On 2014-02-25 02:12, Simon Beale wrote:
On 2014-02-21 06:10, Simon Beale wrote:
I've got a problem at the moment with our general squid proxies where
occasionally requests take a long time that shouldn't do. (i.e. 5+
seconds
or timeout, instead of milliseconds).
This is most common on our proxies doing 100 reqs/sec, but happens
overnight too when they're running at 10 reqs/sec. I've got this
happening
with both v3.4.2 and also with a box I've downgraded back to v3.1.10.
For
v3.4.2, it's happening in both multiple worker and single worker
modes.
As a follow up, we've narrowed this down to the internal DNS resolver.
When I deploy a 3.4.2 (which is what we're running elsewhere) that's
been
recompiled with "--disable-internal-dns", the problem completely goes
away.
What sort of CPU loading do you have at ~100req/sec?
is that at or near your local installations req/sec capacity?
For the box running with a single worker, it consumes 50% of one core
at
100 req/sec.
For the boxes running with 9 workers, each worker consumes 5% of a core
at
the same rate.
The test is not reproducible, sadly, but I've got a cronjob running
on
localhost on these boxes testing access times to various URLs
covering:
HTTPS, non-HTTPS static content, using IP not hostname over both HTTP
and
HTTPS, and a URL on the same vlan as the proxies.
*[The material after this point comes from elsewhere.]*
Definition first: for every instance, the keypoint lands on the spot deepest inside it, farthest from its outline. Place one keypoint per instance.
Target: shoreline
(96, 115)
All of these test
cases
have it happen occasionally, but not repeatedly/reliably.
Some ideas:
* DNS lookup delays ?
Yeah, when I enabled the dns resolution time logging in squid, that
became
apparent.
Quite why the internal dns resolver shows this, but the external one
doesn't, I don't know. The DNS server query logs show both DNS servers
in
/etc/resolv.conf getting the request in turn and answering it (though 5
seconds apart). It's happening for us in multiple datacentres, so is
unlikely to be port errors or internal packet loss.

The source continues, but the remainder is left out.